Thursday, June 2

here was proof

"Really - I'm O.K." And he was, too, except that he could find no explanation for why the song had affected him so grotesquely. He had supposed for years that he had no secrets from himself. Here was proof that he had a great big secret somewhere inside, and he could not imagine what it was."

Slaughterhouse-Five, Kurt Vonnegut
I think, in a lot of ways, this school year has been more educational for me personally than academically in the sense that I've learned more about myself than I have in my classes. It's been a combination of a lot of things, but I think I'm able to see some things about myself now that I haven't been able to in the past. I've cultivated an image of myself for myself over the years. It's been one of a person of impeachable cognitive ability to deal with all things dispassionately. I think I've spent too much time looking at things in too wide a context.
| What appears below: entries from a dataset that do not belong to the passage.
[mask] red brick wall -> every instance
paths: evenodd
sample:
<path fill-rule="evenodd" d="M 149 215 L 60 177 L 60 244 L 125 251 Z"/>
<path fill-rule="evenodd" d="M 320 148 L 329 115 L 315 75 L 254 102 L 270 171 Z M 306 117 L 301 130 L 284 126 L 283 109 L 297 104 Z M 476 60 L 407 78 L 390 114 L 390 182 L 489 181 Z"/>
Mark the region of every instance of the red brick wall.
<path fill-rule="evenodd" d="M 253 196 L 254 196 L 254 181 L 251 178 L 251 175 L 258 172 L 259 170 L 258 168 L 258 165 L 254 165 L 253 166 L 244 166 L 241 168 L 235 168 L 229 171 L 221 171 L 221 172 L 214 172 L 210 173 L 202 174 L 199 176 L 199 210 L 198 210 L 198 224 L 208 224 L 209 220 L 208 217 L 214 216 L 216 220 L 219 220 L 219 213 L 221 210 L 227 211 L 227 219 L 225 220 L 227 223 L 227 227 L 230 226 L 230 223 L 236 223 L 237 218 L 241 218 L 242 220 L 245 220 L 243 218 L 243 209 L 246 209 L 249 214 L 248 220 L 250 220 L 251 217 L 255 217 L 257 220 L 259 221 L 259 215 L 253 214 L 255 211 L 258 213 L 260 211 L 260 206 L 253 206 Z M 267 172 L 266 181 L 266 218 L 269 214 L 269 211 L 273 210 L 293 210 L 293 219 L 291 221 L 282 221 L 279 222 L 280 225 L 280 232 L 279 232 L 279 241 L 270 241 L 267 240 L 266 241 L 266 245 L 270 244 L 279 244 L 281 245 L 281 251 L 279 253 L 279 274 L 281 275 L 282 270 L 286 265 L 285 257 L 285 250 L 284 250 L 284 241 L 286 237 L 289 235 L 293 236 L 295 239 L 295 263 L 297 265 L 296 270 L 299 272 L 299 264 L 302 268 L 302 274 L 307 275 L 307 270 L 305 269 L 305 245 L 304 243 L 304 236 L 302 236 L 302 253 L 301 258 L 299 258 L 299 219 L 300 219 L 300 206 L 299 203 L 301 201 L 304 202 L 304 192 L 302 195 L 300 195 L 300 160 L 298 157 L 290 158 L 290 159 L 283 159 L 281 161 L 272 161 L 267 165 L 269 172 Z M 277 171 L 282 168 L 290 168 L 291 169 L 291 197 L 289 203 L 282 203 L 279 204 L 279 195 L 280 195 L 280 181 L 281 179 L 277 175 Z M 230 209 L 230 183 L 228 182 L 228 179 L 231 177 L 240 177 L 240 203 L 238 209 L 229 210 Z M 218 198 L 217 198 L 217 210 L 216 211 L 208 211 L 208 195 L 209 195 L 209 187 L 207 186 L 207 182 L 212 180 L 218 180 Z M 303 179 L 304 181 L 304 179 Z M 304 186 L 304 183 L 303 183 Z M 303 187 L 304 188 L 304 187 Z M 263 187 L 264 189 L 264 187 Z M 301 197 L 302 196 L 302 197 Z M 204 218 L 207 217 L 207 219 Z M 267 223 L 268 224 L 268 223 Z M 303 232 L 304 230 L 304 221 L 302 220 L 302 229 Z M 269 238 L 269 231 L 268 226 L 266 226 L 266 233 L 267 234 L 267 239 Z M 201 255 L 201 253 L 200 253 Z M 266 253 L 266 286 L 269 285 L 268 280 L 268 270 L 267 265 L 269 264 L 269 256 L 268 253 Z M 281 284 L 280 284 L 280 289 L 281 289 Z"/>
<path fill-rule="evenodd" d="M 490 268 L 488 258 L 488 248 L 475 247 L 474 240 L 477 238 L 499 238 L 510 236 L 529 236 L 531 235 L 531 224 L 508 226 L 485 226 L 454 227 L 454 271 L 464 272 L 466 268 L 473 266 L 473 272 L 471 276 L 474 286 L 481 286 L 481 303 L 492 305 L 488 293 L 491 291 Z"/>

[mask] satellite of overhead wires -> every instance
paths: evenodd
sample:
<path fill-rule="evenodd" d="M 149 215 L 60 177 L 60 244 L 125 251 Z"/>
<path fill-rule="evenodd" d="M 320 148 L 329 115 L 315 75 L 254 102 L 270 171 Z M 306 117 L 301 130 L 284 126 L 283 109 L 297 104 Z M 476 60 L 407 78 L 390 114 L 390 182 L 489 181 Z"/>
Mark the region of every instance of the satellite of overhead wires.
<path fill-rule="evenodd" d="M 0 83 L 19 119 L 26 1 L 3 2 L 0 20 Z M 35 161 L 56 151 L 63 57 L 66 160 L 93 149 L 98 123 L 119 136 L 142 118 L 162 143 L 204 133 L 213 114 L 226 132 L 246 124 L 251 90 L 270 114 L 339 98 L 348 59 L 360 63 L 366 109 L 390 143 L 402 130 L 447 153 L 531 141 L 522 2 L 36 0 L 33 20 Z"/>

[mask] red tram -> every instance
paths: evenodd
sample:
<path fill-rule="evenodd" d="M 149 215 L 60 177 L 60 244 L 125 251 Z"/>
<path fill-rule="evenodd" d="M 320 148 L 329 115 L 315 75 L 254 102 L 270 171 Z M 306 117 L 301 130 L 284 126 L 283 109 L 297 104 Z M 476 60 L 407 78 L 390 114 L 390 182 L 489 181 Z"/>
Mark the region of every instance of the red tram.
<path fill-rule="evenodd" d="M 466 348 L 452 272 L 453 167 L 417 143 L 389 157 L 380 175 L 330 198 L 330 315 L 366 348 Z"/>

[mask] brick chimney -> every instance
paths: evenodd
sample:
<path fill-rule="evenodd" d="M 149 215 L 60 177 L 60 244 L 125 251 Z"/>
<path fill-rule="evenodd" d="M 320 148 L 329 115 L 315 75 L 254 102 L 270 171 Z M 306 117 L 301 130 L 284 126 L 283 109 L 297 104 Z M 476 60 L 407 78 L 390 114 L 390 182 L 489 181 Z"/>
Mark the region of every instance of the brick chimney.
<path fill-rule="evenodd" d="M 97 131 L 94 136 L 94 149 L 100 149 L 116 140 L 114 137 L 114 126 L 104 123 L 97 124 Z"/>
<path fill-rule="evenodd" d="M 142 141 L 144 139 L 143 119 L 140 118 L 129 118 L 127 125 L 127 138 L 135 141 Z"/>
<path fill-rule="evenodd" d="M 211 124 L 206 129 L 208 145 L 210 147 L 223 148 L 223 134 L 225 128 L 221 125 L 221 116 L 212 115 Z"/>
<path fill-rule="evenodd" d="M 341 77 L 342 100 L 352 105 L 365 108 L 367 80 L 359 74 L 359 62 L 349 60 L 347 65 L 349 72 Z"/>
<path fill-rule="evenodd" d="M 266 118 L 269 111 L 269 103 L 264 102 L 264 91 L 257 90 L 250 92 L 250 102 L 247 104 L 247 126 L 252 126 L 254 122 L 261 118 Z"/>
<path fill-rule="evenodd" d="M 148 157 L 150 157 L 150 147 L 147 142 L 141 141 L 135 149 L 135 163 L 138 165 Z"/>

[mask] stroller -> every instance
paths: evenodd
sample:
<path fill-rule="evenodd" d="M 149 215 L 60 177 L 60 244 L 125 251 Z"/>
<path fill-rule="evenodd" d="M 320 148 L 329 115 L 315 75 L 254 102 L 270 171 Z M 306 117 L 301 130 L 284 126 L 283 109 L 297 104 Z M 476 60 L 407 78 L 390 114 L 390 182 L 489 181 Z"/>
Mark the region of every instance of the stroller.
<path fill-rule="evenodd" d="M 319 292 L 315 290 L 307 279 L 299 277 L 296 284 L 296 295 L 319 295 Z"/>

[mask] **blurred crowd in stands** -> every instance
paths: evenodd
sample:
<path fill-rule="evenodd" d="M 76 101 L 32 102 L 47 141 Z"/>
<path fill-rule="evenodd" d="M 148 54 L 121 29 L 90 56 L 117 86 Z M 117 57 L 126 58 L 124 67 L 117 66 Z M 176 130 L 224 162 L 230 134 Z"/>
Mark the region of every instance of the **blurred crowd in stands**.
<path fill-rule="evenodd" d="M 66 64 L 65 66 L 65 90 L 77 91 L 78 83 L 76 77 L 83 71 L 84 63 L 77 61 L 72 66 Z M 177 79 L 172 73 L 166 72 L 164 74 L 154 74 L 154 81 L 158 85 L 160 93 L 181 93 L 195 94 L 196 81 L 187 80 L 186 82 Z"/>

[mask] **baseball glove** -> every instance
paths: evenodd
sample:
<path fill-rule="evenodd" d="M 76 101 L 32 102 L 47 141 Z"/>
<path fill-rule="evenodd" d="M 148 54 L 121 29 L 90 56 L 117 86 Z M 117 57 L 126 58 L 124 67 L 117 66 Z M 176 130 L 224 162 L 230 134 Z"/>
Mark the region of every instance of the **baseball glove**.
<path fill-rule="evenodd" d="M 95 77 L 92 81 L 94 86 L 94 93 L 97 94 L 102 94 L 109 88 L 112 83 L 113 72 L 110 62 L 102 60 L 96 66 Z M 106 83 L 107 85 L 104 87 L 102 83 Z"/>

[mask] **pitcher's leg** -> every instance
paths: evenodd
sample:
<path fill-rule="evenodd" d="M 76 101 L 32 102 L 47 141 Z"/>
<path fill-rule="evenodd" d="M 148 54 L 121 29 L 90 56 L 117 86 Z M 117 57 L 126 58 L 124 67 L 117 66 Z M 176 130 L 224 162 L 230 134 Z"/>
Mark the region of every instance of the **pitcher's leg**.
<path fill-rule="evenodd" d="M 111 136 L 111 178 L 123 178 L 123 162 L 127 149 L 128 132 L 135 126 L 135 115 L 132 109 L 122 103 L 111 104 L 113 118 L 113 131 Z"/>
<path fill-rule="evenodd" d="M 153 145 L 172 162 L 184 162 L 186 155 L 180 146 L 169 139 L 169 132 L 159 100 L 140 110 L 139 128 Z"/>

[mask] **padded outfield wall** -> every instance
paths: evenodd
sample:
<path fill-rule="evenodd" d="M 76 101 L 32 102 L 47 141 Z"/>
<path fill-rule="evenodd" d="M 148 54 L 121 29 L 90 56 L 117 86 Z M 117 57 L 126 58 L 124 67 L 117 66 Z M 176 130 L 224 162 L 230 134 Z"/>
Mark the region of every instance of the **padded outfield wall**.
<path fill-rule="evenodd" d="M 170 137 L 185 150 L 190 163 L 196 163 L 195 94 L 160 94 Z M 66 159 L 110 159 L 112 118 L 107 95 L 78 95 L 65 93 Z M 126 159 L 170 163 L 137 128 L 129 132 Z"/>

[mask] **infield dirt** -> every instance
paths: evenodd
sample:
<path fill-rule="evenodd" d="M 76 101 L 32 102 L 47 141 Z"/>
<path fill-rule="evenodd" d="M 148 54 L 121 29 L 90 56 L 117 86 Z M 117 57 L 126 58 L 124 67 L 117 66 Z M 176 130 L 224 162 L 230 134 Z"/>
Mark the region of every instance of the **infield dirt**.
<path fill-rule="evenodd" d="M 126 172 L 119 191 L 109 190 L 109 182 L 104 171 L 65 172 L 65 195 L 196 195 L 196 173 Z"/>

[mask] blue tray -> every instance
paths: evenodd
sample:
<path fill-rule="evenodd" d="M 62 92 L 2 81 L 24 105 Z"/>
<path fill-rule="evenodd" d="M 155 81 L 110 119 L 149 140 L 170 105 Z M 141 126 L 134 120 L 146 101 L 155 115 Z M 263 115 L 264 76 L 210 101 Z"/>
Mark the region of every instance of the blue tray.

Things get lost in a sea of diminished relative consequence and emotional subtlety is cast aside. I haven't suddenly concluded that this kind of perspective is altogether wrong, but over the course of this year, under various circumstances, I've realized more and more the cost of neglecting subtlety. I've discovered I'm not as immune to anxiety and regret as I once thought. In not engaging with the fleeting disappointments and small tragedies that are a part of investing emotionally in the daily minutia, I've not developed a sufficiently visceral sense of empathy for others or myself. When I try to indulge that part of me now, it's a little jarring.

A list of things I'd like to do. One, see the aurora borealis. Two, become more of a relatable human being. I want to wake up and I want to be that man.

/Don Draper

1 comment:

  1. i like this post.
    i've learned so much about myself in the past year as well than i ever did from classes during college.